C’est en s’appuyant sur le même argument de spécificité géographique que le Conseil constitutionnel a jugé, le 25 novembre 2022, et contrairement à sa jurisprudence bien établie depuis 1993, que la loi qui autorise, sur le territoire de Mayotte, une pratique de contrôles d’identité généralisés est également conforme à la liberté d’aller et venir. La décision est très étonnante au regard de l’argument tiré de la violation de la liberté constitutionnelle d’aller et venir. En effet, le Conseil constitutionnel explique, dans la même décision, que le principe selon lequel la pratique des contrôles d’identité généralisés est un principe arbitraire... mais qu’à Mayotte, cette pratique est tout de même conforme à la liberté d’aller et venir. De deux choses l’une : soit la liberté d’aller et venir est respectée même lorsque le législateur autorise une pratique « incompatible » avec son respect – en l’occurrence, même lorsque la carte d’identité équivaut à une autorisation de sortie du domicile –, soit il existe deux libertés d’aller et venir parallèles – une réservée au territoire de la République, une autre spécifique au territoire de Mayotte.

Le règne de l’arbitraire

Afin de sortir de cette situation argumentative pour le moins étonnante au regard de la Constitution, le Conseil constitutionnel demande aux agents de police de ne pas violer le principe d’égalité et la liberté d’aller et venir, quand bien même la loi, par sa grande généralité, les inciterait à le faire. C’est en appelant, par une « réserve d’interprétation », à cette conscience des pouvoirs de police dans un État de droit que la constitutionnalité des pratiques de contrôles d’identité généralisés est finalement validée… Cela signifie concrètement que, d’un côté, les individus pourchassés ne bénéficient d’aucune garantie formelle pour se prémunir de l’arbitraire, et que, de l’autre côté, les agents de police seuls doivent porter la responsabilité des politiques arbitraires et discriminatoires.

Cette décision confirme la tendance, déjà ancienne, du Conseil constitutionnel pour une lecture sécuritaire de la lutte contre le terrorisme, la lutte contre l’immigration illégale, etc., au détriment des droits et des libertés constitutionnellement garantis. La décision accorde également un blanc-seing au gouvernement en matière de lutte contre l’immigration illégale sur le territoire de Mayotte. En autorisant une pratique considérée contraire à la Constitution sur le reste du territoire de la République, le Conseil constitutionnel affranchit, à Mayotte et seulement à Mayotte, la politique de lutte contre l’immigration illégale des contraintes du cadre constitutionnel républicain. Sur ce territoire, cette politique prime désormais sur la liberté.
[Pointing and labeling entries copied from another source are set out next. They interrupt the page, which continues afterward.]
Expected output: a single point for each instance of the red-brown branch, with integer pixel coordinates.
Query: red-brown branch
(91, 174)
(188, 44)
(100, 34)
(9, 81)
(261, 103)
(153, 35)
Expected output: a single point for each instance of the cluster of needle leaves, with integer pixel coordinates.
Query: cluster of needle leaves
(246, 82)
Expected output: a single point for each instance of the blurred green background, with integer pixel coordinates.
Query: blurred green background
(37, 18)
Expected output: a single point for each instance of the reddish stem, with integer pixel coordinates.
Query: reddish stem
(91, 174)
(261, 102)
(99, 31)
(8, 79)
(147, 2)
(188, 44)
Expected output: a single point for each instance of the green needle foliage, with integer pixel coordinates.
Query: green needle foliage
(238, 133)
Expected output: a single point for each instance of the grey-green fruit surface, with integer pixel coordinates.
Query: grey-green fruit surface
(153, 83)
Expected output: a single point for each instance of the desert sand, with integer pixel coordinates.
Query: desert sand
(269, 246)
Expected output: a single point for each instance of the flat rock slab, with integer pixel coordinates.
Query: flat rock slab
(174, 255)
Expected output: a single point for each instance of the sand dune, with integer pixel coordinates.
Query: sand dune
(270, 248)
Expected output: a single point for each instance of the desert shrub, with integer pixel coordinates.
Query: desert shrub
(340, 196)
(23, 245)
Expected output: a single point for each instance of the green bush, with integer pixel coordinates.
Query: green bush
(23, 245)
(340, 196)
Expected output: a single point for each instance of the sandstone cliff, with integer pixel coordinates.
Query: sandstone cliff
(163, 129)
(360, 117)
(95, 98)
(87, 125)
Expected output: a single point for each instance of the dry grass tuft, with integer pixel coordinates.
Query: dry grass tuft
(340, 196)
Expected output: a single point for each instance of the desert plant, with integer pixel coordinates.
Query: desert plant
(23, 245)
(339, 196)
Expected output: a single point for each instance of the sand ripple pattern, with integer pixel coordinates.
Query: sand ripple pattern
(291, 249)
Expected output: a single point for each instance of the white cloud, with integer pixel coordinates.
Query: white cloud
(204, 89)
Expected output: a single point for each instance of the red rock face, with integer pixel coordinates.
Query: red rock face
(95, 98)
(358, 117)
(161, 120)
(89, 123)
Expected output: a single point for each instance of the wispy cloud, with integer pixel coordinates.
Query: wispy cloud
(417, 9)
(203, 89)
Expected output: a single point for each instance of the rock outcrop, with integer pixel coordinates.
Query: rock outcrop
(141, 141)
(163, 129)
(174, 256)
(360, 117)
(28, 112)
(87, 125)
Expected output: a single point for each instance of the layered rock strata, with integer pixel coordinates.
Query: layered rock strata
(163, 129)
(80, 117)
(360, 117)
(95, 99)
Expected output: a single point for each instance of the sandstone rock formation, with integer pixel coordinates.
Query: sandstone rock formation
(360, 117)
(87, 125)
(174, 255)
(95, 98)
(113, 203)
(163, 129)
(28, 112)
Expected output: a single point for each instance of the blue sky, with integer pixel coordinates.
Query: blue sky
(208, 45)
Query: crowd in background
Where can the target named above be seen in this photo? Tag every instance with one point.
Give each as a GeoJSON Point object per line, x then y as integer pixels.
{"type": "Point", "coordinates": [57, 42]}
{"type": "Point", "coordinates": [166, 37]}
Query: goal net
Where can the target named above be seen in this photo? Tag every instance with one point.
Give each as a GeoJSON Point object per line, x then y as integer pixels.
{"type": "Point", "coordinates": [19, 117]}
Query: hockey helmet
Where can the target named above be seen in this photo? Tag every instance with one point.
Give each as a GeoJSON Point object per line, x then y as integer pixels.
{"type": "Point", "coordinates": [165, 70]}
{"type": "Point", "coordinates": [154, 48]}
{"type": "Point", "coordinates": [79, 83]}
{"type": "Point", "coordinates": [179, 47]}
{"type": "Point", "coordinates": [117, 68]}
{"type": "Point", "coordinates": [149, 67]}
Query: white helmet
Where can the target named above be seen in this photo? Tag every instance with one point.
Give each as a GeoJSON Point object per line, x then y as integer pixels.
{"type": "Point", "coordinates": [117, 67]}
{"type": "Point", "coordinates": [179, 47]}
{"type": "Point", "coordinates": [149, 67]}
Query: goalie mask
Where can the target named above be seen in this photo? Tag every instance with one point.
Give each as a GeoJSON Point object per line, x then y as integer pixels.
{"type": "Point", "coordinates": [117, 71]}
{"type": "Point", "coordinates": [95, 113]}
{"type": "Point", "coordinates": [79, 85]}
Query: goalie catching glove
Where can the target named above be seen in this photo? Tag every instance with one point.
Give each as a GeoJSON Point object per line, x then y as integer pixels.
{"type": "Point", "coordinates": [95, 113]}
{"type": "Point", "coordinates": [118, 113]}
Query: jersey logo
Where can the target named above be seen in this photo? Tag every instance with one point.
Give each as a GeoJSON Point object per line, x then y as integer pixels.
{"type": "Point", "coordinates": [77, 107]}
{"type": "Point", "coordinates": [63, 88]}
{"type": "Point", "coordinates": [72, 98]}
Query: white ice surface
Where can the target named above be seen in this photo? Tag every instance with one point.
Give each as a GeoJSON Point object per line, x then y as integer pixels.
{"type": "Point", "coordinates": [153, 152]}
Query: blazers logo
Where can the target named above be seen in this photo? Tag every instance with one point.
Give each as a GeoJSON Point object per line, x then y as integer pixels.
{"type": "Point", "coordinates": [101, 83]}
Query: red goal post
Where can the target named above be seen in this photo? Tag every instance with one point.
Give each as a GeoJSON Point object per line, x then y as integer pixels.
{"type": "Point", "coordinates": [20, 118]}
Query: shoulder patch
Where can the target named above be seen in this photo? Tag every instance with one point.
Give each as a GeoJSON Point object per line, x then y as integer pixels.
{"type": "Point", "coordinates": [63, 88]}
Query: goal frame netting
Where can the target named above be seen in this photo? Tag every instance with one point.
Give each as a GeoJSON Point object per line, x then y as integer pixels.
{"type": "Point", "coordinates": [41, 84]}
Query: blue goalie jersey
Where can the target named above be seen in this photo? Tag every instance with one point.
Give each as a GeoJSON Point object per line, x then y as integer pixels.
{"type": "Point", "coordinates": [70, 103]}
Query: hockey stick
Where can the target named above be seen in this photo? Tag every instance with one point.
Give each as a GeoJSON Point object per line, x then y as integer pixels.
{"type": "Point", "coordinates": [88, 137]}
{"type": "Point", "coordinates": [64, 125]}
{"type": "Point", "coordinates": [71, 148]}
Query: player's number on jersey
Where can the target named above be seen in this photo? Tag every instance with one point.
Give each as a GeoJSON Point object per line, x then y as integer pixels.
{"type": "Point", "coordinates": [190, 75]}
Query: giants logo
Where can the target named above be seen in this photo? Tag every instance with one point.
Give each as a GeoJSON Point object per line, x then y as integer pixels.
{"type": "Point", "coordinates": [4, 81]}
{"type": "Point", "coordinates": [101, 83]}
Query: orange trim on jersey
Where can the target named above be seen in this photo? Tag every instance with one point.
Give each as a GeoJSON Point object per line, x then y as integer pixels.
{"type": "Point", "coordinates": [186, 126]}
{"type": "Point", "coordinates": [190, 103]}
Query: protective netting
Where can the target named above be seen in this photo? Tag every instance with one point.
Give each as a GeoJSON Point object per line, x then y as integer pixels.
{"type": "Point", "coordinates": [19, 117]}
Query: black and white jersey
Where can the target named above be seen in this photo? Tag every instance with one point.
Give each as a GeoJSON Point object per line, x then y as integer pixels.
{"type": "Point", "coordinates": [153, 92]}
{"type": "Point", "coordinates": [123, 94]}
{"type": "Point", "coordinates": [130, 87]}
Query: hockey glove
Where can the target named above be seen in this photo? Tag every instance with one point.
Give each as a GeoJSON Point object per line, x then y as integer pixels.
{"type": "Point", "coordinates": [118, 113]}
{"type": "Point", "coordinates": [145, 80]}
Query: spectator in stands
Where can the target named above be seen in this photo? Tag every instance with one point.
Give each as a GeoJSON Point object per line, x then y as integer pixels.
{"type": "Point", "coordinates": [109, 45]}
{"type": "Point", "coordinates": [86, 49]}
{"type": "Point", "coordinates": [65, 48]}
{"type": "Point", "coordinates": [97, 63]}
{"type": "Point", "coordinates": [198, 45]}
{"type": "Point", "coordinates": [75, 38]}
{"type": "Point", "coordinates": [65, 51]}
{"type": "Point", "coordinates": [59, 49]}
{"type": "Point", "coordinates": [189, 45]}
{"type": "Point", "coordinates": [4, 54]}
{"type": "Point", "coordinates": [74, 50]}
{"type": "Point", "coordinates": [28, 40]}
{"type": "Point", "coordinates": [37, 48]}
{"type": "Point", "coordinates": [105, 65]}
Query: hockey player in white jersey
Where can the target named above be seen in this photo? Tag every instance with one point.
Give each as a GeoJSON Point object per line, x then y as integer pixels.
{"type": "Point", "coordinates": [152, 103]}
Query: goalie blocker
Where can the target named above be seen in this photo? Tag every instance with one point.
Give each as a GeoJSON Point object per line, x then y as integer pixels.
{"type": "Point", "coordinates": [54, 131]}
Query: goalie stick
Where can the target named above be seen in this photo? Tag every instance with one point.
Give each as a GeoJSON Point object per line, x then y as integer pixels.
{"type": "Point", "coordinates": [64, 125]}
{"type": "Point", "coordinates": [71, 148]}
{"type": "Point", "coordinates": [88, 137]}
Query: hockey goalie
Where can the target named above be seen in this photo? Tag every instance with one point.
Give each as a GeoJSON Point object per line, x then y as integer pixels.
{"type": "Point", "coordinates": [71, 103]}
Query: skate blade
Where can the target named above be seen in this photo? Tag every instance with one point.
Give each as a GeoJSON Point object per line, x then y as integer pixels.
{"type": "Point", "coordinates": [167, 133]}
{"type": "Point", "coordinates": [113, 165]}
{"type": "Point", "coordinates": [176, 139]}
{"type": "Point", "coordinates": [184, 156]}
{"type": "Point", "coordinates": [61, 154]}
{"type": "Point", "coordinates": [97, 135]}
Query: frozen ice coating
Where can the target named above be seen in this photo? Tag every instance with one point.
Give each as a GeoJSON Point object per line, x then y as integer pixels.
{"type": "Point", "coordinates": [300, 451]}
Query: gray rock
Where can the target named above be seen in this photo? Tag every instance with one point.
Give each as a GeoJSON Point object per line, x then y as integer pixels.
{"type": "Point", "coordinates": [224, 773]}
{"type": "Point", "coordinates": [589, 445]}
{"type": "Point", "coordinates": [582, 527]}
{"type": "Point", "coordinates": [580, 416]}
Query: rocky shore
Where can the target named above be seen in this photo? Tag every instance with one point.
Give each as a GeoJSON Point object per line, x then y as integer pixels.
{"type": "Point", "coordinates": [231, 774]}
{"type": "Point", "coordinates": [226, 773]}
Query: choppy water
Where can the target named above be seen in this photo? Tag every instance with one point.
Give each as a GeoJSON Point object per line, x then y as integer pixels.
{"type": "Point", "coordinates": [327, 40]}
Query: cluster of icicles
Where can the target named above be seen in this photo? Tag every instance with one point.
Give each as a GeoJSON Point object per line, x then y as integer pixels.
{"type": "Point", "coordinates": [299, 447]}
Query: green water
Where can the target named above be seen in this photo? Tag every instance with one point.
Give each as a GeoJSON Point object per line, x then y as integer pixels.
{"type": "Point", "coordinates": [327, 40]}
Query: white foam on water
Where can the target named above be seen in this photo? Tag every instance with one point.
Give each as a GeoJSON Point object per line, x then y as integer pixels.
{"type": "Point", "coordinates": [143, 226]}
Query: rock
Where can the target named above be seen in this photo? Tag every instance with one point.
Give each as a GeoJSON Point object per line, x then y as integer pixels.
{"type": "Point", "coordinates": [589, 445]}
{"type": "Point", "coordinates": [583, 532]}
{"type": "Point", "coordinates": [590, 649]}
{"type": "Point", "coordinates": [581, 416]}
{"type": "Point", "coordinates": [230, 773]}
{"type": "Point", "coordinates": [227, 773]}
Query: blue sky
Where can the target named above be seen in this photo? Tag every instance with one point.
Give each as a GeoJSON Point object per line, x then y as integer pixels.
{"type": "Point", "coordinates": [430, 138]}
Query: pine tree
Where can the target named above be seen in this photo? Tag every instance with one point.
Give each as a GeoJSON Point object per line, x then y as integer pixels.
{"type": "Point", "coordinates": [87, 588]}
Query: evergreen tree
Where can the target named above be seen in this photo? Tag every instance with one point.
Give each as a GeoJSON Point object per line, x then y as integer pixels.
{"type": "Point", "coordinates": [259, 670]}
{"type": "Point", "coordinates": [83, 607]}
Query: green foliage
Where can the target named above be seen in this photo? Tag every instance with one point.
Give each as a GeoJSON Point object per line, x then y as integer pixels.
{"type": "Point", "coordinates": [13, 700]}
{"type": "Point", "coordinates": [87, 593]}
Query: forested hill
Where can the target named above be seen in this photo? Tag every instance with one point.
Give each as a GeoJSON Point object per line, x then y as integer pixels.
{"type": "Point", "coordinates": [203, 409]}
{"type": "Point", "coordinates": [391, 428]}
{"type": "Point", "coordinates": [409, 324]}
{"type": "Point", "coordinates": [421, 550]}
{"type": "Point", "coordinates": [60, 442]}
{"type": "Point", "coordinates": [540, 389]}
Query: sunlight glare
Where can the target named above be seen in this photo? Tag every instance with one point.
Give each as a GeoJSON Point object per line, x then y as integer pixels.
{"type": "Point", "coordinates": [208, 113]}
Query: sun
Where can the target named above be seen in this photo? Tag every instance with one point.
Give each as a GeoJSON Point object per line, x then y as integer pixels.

1En vertu de l’article 78-2 du code de procédure pénale, les contrôles d’identité de nature administrative ne peuvent être autorisés que sur une zone prédéterminée par la loi – une zone de contrôle. L’alinéa 14 de l’article 78-2 introduit une exception, en autorisant de tels contrôles «  à Mayotte sur l’ensemble du territoire  ».

2Lionel Zevounou, «  Raisonner à partir d’un concept de “race” en droit français  », Race et droit n° 31, Institut francophone pour la justice et la démocratie, pp. 21-100, 2021, Collection : Transition & Justice, pp. 92-95.